圧縮梱包のマットレスは開封前ならコンパクトですが、一度開封すると再圧縮はできません。ロフトベッドの上で開封して膨らませるのが理想ですが、寝床面のスペースが限られるため、床で開封してから持ち上げるケースも多いです。その場合は膨らみ切る前の柔らかい状態で持ち上げると、折り曲げやすく搬入しやすくなります。
返品保証・お試し期間がある製品を選ぶと失敗しない
ロフトベッドのマットレスは、実際に寝てみないと自分に合うかわからないのが正直なところです。店頭で5分寝転がっても、毎晩8時間寝たときの寝心地やロフトベッドの高さでの温度感は体験できません。そのため、返品保証やお試し期間がある製品を選ぶのが賢い方法です。

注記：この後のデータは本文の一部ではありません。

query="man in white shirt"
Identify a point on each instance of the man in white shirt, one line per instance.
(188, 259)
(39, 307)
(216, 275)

最近のマットレスメーカーは30〜120日間のお試し期間を設けている製品が増えています。この期間内であれば、合わないと感じたら返品・返金が可能です。ロフトベッドの環境で2〜4週間使えば、寝心地・湿気・暑さなどの問題点が見えてくるため、判断材料としては十分です。
お試し期間がない製品でも、口コミで「ロフトベッドで使っている」というレビューを参考にすると参考になります。特に同じ体重帯・同じ寝姿勢の方の感想は貴重で、厚さや硬さの選定に役立ちます。
返品保証のある製品はウレタンマットレスに多く、ポケットコイルやファイバーマットレスでは少ない傾向があります。返品時の送料が自己負担か、メーカー負担かも確認ポイントです。マットレスの送料は2,000〜5,000円かかるため、無料返送の製品を優先すると安心です。
まとめ|ロフトベッドのマットレス選びは「厚さ・素材・重さ」の3点で決まる
ロフトベッドのマットレス選びは、普通のベッドとは異なる視点が必要です。安全性・寝心地・メンテナンス性の3つをバランスよく満たすために、「厚さ・素材・重さ」の3つの軸で判断するのが失敗しない方法です。
厚さは柵の高さから逆算して7〜10cmが安全圏で、柵の残り高さ15cm以上を確保することが落下防止の基準です。素材は高反発ウレタンがコスパと扱いやすさで最もバランスが良く、寝心地を重視するなら薄型ポケットコイル、通気性を重視するならファイバーマットレスが適しています。重さは5〜8kgに収まるとメンテナンスが現実的に行えます。
この記事のポイントを整理します。
- マットレスの厚さは7〜10cm。柵の高さ−15cm以下を目安にする
- 重さは5〜8kgが理想。月1回の陰干しを考慮して選ぶ
- 高反発ウレタン(密度25D以上・140〜170N)がロフトベッド入門に最適
- 体重70kg以上の方は薄型ポケットコイル(9〜10cm)で底付きを防ぐ
- すのこの凹凸対策には厚さ7cm以上のマットレスが有効
- カビ防止には除湿シート+週1回の立てかけ換気が基本
- お試し期間のある製品を選ぶと、ロフトベッド環境での寝心地を確認できる
まずはお使いのロフトベッドの柵の高さと内寸を測ることから始めてみてください。その数値がわかれば、この記事の基準に照らしてマットレスの厚さと素材がすぐに絞り込めます。予算に迷ったら、まずは5,000〜10,000円の高反発ウレタン(密度25D以上・厚さ7cm)から試すのがおすすめです。合わなければお試し期間内に返品し、次の候補に進めます。良い寝具は毎日の睡眠の質に直結しますので、ロフトベッドだからと妥協せず、自分の体に合ったマットレスを見つけてください。
※価格・スペック等の情報は記事執筆時点のものです。最新情報は各メーカーの公式サイトでご確認ください。